AGRICULTURE. Maintes fois primés par l’industrie et ses pairs, les propriétaires de la ferme Morine, Véronique Lévesque et Réjean Morin croient détenir la clé pour produire un lait de qualité. «Tout passe par le bien-être animal», disent-ils.

Ces producteurs laitiers savent d’ailleurs de quoi ils parlent. Ils ont été champions provinciaux du Club de l’excellence Agropur au cours des deux dernières années, en plus de décrocher le titre «Lait’xcellent» de la Fédération des producteurs de lait de l’Estrie. «Ce sont de beaux encouragements. Ça vient nous dire que notre travail est bien fait. C’est aussi une véritable fierté. Je trouve ça quand même important que les coopératives et nos fédérations le reconnaissent», mentionne Mme Lévesque.

Avec son troupeau de 70 vaches, dont la moitié en lactation, la ferme Morine, située dans le secteur Barnston, à Coaticook, fait partie de la catégorie des plus petits producteurs laitiers. «On est peut-être moins gros, mais ça nous donne le temps de mieux faire toutes nos choses et de s’attarder à tous nos animaux, laisse entendre Réjean Morin. On est consciencieux et on ne néglige rien.»

C’est de cette façon que les producteurs amènent ce qu’ils appellent leur chaîne du bien-être. «Tous les maillons doivent être bien emboîtés. Et ça va de la présence humaine à la nourriture, en passant par la surface sur laquelle nos vaches se reposent», poursuit sa conjointe.

Les animaux de la ferme Morine peuvent se reposer, à l’étable, sur des tapis relativement mous, qui reproduisent l’environnement de l’animal, comme s’il était à l’état sauvage. «Ce sont des petits matelas fabriqués à partir des mêmes matériaux que les sièges de voiture. C’est hyper moelleux. On les a même essayés. Nos animaux, on les traite aux petits oignons. C’est normal, après tout, ce sont nos vaches qui nous aident à faire nos paiements. Si elles ne sont pas bien, elles ne nous donneront pas autant de lait.»

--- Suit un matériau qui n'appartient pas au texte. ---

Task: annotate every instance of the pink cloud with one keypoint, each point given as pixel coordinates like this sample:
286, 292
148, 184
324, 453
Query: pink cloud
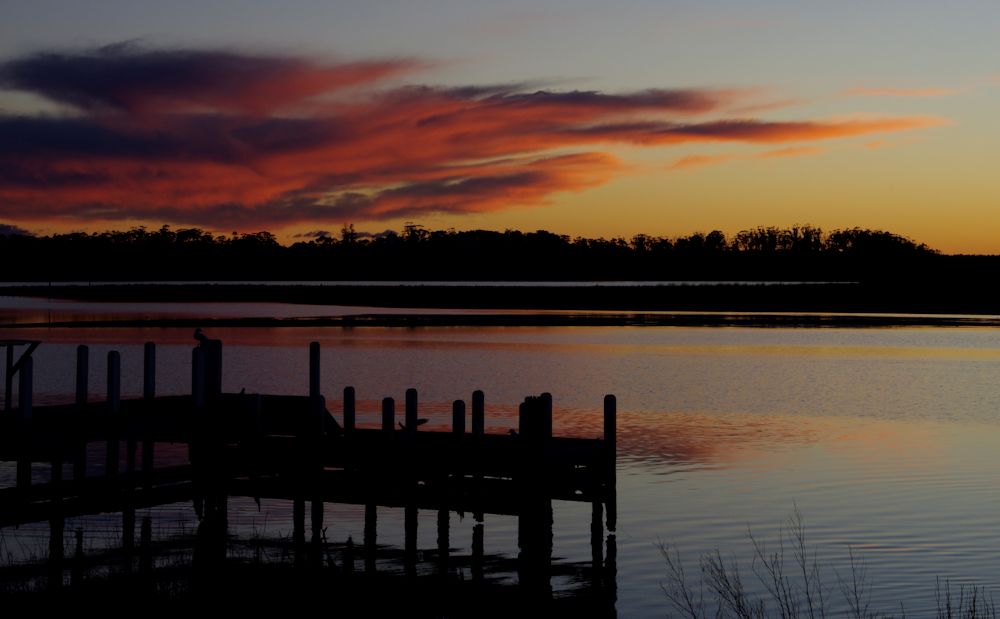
229, 140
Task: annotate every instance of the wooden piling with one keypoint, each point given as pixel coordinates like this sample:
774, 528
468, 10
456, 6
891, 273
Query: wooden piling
388, 414
24, 422
371, 536
213, 367
411, 410
82, 387
56, 552
114, 409
444, 545
611, 454
545, 416
597, 540
478, 429
478, 413
410, 540
148, 393
299, 521
128, 536
349, 409
145, 549
314, 373
478, 548
198, 377
315, 470
458, 417
77, 569
8, 393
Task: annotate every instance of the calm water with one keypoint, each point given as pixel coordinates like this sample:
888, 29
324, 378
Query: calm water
884, 439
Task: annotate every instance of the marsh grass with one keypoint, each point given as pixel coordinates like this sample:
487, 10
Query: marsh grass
787, 581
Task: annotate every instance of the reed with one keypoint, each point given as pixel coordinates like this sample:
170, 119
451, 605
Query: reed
788, 581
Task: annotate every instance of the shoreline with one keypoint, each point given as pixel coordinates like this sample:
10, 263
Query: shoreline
551, 319
580, 304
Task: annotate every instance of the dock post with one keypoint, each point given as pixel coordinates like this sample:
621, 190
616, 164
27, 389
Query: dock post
388, 414
24, 388
458, 417
213, 367
478, 547
478, 429
371, 536
444, 545
148, 393
349, 409
82, 384
114, 408
8, 376
198, 377
76, 569
545, 416
478, 413
411, 411
410, 542
196, 447
56, 552
146, 550
315, 472
314, 373
597, 541
314, 439
611, 451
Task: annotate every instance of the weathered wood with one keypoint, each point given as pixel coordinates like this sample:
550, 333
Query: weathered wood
388, 414
76, 571
114, 408
611, 455
148, 394
371, 536
411, 411
24, 415
9, 379
82, 388
410, 540
545, 416
478, 413
280, 450
349, 409
198, 377
478, 544
213, 367
314, 369
458, 417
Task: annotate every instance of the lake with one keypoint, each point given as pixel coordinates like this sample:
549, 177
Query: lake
883, 439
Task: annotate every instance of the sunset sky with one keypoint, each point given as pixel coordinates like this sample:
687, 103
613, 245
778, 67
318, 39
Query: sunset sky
583, 118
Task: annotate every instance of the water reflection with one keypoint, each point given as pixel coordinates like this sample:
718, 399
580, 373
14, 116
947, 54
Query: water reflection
884, 439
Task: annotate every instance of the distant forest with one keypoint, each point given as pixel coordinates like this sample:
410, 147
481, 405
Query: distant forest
803, 253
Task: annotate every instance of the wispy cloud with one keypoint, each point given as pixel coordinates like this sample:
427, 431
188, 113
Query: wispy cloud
231, 140
698, 161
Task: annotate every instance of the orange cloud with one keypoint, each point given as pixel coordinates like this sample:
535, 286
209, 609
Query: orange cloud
232, 141
900, 92
794, 151
697, 161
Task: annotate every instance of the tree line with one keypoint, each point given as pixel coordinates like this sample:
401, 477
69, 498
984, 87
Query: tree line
799, 253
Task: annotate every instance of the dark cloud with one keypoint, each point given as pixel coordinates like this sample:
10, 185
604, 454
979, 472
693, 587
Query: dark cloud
11, 230
229, 140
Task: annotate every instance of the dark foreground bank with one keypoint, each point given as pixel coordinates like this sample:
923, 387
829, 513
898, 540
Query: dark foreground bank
629, 303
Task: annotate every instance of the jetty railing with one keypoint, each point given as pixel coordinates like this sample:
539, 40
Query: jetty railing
293, 447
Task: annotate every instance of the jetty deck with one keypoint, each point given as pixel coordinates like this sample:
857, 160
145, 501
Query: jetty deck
294, 448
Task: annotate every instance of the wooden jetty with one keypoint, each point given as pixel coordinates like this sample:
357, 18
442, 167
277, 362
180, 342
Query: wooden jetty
294, 448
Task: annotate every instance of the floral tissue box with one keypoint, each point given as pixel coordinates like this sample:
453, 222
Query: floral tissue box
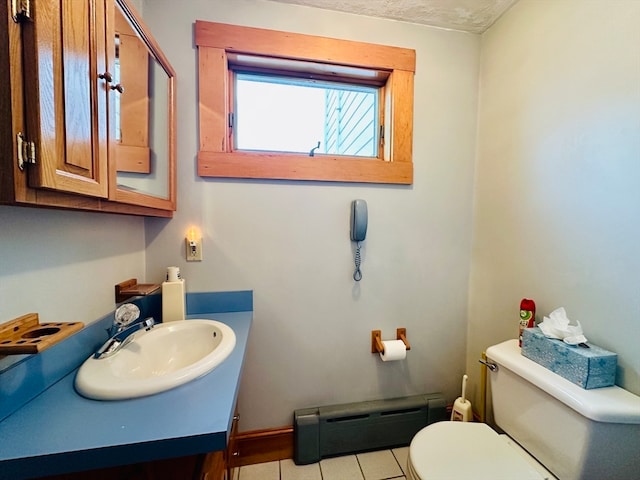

La ferme Morine est également un établissement qui envoie ses animaux au pâturage. L’an dernier, elle a produit quelque 10 300 litres de lait.

LA 4e GÉNÉRATION ARRIVE

Les fils de la famille Morin-Lévesque, Frédéric et Jérémi sont prêts à prendre la relève, au grand bonheur de leurs parents.

«Pour ma part, ce monde-là m’intéresse beaucoup», lance Frédéric, qui s’est d’ailleurs inscrit au DEP en production laitière au CRIFA, lors de la prochaine rentrée. De son côté, Jérémi, qui est en troisième secondaire, a encore un peu de temps pour y penser, avancent ses parents.

«Chose certaine, les avoir avec nous, ça nous donne un sérieux coup de main, explique M. Morin. Ils vivent dans ce milieu depuis qu’ils sont tout petits, alors ça ne me surprend pas qu’ils souhaitent suivre nos traces.»

Rappelons que la ferme Morine, sous son appellation actuelle, existe depuis 1976.